JUNE 6, 1944. D-Day came today, for me at 6:30 in the morning when the office called. "Al," said someone on the desk laconically, "the show is on." Color at the Capitol might be needed, he said; I departed for the Hill forthwith. Subsequently it was decided that I would write none, for indeed there was none to write. Just a beautiful cool morning, the flag rippling in the wind, the sun slanting across the front of the huge old building, a few cars passing early from Union Station, green grass glistening, an air of quiet peace. Elsewhere time hung suspended and young men who would never see another day plunged into hell.
The result is that A Senate Journal reads very much like a political blog from the late days of FDR and the early days of Truman. It's fascinating reading, especially since most of us got very little information in history class about the end of World War II and the beginning of the postwar peace. I had no idea that the power struggle in Advise and Consent between the President and the Senate was based on actual events in 1944. Along the way, all the famous people are pen-sketched with the same skill as in his novels. So I watched in fascinated horror as truly scary legislation was introduced by the administration and then defeated by Senatorial determination, delay, or simple human whim. I found out that Yalta wasn't the beginning of Western concessions of territory to the Soviets, but rather the conclusion of a process. I met Truman when he was running his committee, saw him become vice president and learned that wasn't necessarily a powerless position, and then saw him become president as the nation reeled.
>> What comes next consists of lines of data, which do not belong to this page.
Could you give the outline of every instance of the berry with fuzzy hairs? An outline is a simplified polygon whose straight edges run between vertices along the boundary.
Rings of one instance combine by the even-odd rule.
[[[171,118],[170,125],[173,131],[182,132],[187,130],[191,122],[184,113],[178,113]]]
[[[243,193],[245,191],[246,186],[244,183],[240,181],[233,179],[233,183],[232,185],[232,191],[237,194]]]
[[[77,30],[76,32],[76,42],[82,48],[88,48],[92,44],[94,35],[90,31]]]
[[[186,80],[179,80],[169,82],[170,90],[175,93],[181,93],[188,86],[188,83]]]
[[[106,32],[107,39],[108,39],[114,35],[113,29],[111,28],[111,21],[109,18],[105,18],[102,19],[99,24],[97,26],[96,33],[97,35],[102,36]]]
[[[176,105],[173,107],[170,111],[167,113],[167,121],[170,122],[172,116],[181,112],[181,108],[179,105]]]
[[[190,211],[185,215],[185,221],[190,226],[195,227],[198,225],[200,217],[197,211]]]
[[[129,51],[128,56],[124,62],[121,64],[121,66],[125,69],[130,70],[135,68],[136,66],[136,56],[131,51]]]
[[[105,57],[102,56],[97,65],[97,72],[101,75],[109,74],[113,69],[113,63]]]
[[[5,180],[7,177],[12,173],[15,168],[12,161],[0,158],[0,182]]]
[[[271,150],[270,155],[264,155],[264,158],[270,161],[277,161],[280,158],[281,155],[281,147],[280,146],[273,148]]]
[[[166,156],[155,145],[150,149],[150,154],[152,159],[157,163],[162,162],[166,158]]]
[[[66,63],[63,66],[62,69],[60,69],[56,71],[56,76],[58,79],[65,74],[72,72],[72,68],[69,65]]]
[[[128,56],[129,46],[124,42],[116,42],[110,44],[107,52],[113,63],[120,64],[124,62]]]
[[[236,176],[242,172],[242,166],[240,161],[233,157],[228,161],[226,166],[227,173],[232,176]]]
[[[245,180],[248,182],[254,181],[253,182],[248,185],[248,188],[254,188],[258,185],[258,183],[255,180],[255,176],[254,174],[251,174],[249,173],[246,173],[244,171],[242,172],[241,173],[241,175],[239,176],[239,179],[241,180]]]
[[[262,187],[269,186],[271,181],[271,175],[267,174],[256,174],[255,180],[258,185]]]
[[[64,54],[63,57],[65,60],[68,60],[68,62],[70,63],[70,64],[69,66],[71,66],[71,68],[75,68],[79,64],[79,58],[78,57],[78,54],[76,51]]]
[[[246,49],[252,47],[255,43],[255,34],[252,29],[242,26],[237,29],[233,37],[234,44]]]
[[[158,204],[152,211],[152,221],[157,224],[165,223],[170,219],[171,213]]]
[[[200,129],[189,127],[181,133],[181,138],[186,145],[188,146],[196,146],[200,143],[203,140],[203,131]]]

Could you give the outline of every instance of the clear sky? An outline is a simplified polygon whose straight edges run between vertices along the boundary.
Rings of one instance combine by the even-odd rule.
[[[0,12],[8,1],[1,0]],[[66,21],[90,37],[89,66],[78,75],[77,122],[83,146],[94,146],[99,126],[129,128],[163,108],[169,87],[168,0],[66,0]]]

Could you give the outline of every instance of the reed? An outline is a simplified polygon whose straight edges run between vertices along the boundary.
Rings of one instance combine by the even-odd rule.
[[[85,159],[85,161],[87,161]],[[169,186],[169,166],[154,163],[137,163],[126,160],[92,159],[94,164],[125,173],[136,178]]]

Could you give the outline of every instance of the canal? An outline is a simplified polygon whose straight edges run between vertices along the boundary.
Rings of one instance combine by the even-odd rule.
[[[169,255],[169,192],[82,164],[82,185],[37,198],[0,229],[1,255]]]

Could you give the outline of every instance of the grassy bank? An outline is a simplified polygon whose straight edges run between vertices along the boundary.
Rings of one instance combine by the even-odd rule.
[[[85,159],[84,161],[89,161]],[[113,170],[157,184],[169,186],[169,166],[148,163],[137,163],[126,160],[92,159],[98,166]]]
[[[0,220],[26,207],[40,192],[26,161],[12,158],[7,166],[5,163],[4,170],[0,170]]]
Finally, I saw the UN begin.
JULY 27, 1945. For the first time something of the world's agony and its terrible tragedy were brought into the debate today as Walter George, overcome with emotion and the memory of his lost son, spoke for the Charter. It was not one of his best speeches, it didn't hang together very well, it wasn't very well-connected or rounded, but it came from the heart, and it was profoundly moving. There were moments when he was unable to speak at all, when he stood fighting for control at his desk, one hand gripping it tightly, the other tracing nervous patterns over the surface. There were times when he would begin to speak and then have to stop, too choked to go on. There were times when, almost dazed, he repeated himself and wandered in his words. But from Walter George, more than from any other who has spoken to date, there came the reason why it is such a desperate need and such a desperate hope that something, anything, prevent another war. When he had finished Tobey proposed that the Senate rise in silent respect and sympathy. Saltonstall and Hart, both of whom have also lost sons, passed by George's desk to shake his hand.
Like most people of my generation, I've been taught to see World War II in black and white, with a more heroic sort of American than the lesser mortals of our time. There is something immensely reassuring about learning that yesterday's Senate was not really all that different from today's, as well as something frightening about knowing that liberty and justice have always stood a hairsbreadth from tyranny in this land. And yet...and yet, we have not stepped over that hair, because ordinary Americans will not have it, and because even our statesmen have been ordinary Americans. Drury, in his journalism as well as his novels, often paused to sing the wonder and beauty of everyday democracy. I think these anecdotes show us good reason to sing.